Taxation of Executive Compensation (Bill Section 3803): Although current law regarding excess benefit transactions effectively requires certain organizations—including public charities and social welfare organizations—to pay no more than reasonable compensation to their officers, key employees and other disqualified persons, these rules do not establish any dollar-amount caps or other limitations on the amount of compensation. The Bill would impose a 20% tax on the compensation (and certain severance payments) paid to an organization’s five highest compensated employees whose compensation exceeds $1,000,000 (or who receive an excess severance payment) in a given year, effectively penalizing the organization for making such payments. This provision would apply to organizations exempt under Code Section 501(a) (e.g., 501(c) organizations such as private foundations, public charities, business leagues, social clubs, and social welfare organizations) and Code Section 115(1) (e.g., public universities). This provision would also apply to employees who met these thresholds in any taxable year beginning after December 31, 2016. The tax is payable by the tax-exempt organization and, if applicable, a related organization (on a proportional basis).

Modification to the Tax on Private Foundation Investment Income (Bill Section 5101): Code Section 4940(a) currently imposes an annual excise tax of 2% on the net investment income of private foundations.

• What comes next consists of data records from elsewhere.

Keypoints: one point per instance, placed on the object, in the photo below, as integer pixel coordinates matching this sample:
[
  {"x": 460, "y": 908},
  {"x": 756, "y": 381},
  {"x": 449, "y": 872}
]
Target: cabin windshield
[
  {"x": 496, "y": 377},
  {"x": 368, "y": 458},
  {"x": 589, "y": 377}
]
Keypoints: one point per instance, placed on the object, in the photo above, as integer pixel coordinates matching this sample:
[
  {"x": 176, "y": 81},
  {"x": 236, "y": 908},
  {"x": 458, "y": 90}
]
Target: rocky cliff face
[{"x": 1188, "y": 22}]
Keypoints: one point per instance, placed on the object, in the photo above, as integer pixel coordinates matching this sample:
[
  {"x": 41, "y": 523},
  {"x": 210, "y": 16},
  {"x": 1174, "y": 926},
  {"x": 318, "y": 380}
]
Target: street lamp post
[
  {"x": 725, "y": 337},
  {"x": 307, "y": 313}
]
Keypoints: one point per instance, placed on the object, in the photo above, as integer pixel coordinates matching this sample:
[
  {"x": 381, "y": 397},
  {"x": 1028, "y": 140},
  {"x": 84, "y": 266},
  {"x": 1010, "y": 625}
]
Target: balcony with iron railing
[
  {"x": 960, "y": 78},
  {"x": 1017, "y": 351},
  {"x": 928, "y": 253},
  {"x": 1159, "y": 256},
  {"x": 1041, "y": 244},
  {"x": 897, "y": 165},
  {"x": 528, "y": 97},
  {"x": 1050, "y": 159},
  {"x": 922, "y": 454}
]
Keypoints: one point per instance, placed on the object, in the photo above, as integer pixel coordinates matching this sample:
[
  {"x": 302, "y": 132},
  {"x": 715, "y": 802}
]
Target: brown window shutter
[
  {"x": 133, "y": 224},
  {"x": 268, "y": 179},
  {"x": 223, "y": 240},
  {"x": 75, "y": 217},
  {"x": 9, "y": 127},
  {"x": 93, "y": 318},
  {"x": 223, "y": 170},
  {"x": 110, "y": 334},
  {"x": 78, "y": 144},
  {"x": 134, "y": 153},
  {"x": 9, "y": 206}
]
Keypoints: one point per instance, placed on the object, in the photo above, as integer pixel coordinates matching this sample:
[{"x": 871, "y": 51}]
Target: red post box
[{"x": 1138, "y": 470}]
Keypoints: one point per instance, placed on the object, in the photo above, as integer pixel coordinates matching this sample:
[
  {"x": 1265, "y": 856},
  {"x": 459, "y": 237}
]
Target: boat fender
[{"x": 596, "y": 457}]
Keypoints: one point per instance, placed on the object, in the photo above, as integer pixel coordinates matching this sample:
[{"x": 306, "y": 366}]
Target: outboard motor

Code Section 4940(e) reduces this excise tax to 1% where the foundation increases its annual distributions for charitable purposes beyond a mandatory minimum. The Bill would replace this structure with a flat 1.4% excise tax rate on the net investment income of private foundations (regardless of the level of their charitable expenditures during the year) and the current rules providing for the reduction in the excise tax rate from 2% to 1% would be repealed.

Art Museums Classified as Operating Foundations (Bill Section 5102): The Bill would amend the definition of “operating foundation” in Code Section 4942(j) to exclude organizations that operate an art museum as a substantial activity, unless the museum is open to the public for at least 1,000 hours (during business hours—the equivalent of 125 business days, based on an eight-hour day) over the course of the taxable year. The Bill contains no definition of “art museum.”

Taxing College and University Investment Income (Bill Section 5103): Under current law, public charities are not subject to excise tax on their net investment income. The Bill would impose an excise tax of 1.4% on the net investment income of private universities and colleges with over 500 students whose aggregate investment assets (those assets not used to carry out its educational purposes, such as academic buildings) equal at least $100,000 per student. The number of students is calculated by looking at the daily average of full-time students and can take into account part-time students on a full-time equivalent basis (for example, two part-time students who attend 50% of the time should equal one full-time student for the purposes of determining how many students an institution has). For example, a university with 5,000 full-time equivalent students would be subject to this new excise tax if its aggregate investment assets exceed $500,000,000.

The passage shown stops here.